If we want students to learn differently, we have to teach differently.
And that starts with us learning differently too.
Professional development shouldn’t feel like punishment. It should feel like possibility. It should respect our experience while pushing our practice. It should be designed for real classrooms, not ideal ones. It should answer the question, "How will this help my students tomorrow morning?"
Because we don’t need fluff. We need fuel.
What Does Good Professional Development Actually Look Like?
Good PD should be engaging.
It should reflect what we expect to see in classrooms.
It should be realistic—not idealistic.
It should be differentiated for teachers the way we ask teachers to differentiate for students.
Sounds simple, right?
But what do we do when we’re standing in front of a room full of teachers who just… don’t want to be there?
Let me tell you a story.
I was once leading a summer session for a group of teachers about a new district initiative. The district was moving toward structured academic conversations and the "7 Steps to Teaching Vocabulary" (don’t worry—we’ll talk about those in a future post). I had prepped hard. I knew the content. I believed in it. I also believed that this could be a game-changer for student engagement.
Then came that teacher.
High school math. Arms crossed. Eyes skeptical.
He walked up to me before the session even began, lifted my badge with the tip of his pen—the pen!—and asked, “Who are you?”

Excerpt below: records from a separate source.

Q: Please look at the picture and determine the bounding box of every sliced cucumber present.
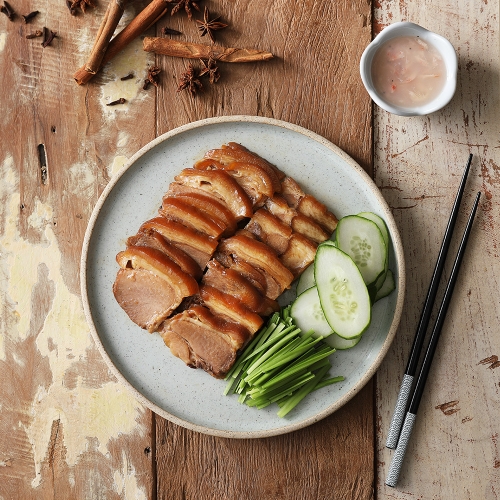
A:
[290,286,333,338]
[374,269,396,302]
[336,215,387,288]
[358,212,390,292]
[358,212,389,250]
[296,264,315,296]
[314,245,371,339]
[324,332,362,350]
[319,239,337,247]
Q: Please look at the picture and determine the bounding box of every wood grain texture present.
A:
[374,1,500,498]
[0,0,157,498]
[153,1,374,499]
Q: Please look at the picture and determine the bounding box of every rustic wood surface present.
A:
[0,0,497,498]
[374,1,500,499]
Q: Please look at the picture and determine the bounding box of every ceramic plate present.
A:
[81,116,405,438]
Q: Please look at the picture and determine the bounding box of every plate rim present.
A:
[80,115,406,438]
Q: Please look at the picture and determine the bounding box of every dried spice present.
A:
[177,64,202,96]
[161,26,183,36]
[41,28,57,48]
[26,29,43,39]
[199,57,220,84]
[70,0,95,14]
[168,0,201,21]
[120,72,134,81]
[196,7,227,43]
[66,0,77,15]
[22,10,39,23]
[1,1,15,21]
[107,98,126,105]
[143,65,161,89]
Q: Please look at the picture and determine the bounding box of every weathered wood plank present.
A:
[0,0,157,497]
[153,1,374,498]
[374,1,500,498]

I’d been in the district for three years. But I introduced myself again anyway: name, role, district, the usual. He nodded slowly and said, “This training is doing nothing for me. It doesn’t apply to my subject. I teach math.”
And then, without hesitation, he asked,
“Can you just finish early? I have work to do.”
Yup. That happened.
And here’s the thing—I get it.
Teachers are exhausted. They’re over-scheduled. They’re asked to do more with less, and told to implement things that often feel disconnected from their content area or reality. PD has been done to them, not with them.
But that doesn’t mean we get to stop trying.
So… What Does Good PD Actually Look Like?
✅ It’s relevant. Show me how this helps me tomorrow, not someday.
✅ It’s respectful. Of my time, my expertise, my subject.
✅ It’s modeling what we preach. If we want collaborative classrooms, we need collaborative PD. If we want engagement, we need to be engaging.
✅ It’s differentiated. Math teachers aren’t ELA teachers. High school isn’t second grade. PD should reflect that.
✅ It’s active. No more sit-and-get. Give me something to do, discuss, challenge, try.
✅ It’s real. Talk to me about the barriers. Don’t pretend this will be easy. Help me figure out how to make it possible.
I don’t blame that teacher for feeling the way he did.
But I do wonder what would’ve happened if he had stayed curious.
I wonder what he might’ve seen if he had given the work a chance.
I wonder what his students could have gained.
Professional development can’t just be professional compliance.
It has to be an invitation—to grow, to adapt, to lead, to do better for kids.
And it’s on us—the ones designing it—to make that invitation worth accepting.
So let me leave you with this:
What’s the best—or worst—PD session you’ve ever had?
What made it unforgettable (in a good or bad way)?
What would you change if you were the one leading it?
I’d love to hear your stories. Drop them in the comments or share them with a colleague.
Let’s keep the conversation honest, real, and focused on growth.
Because if we expect our students to keep learning, we have to keep learning too.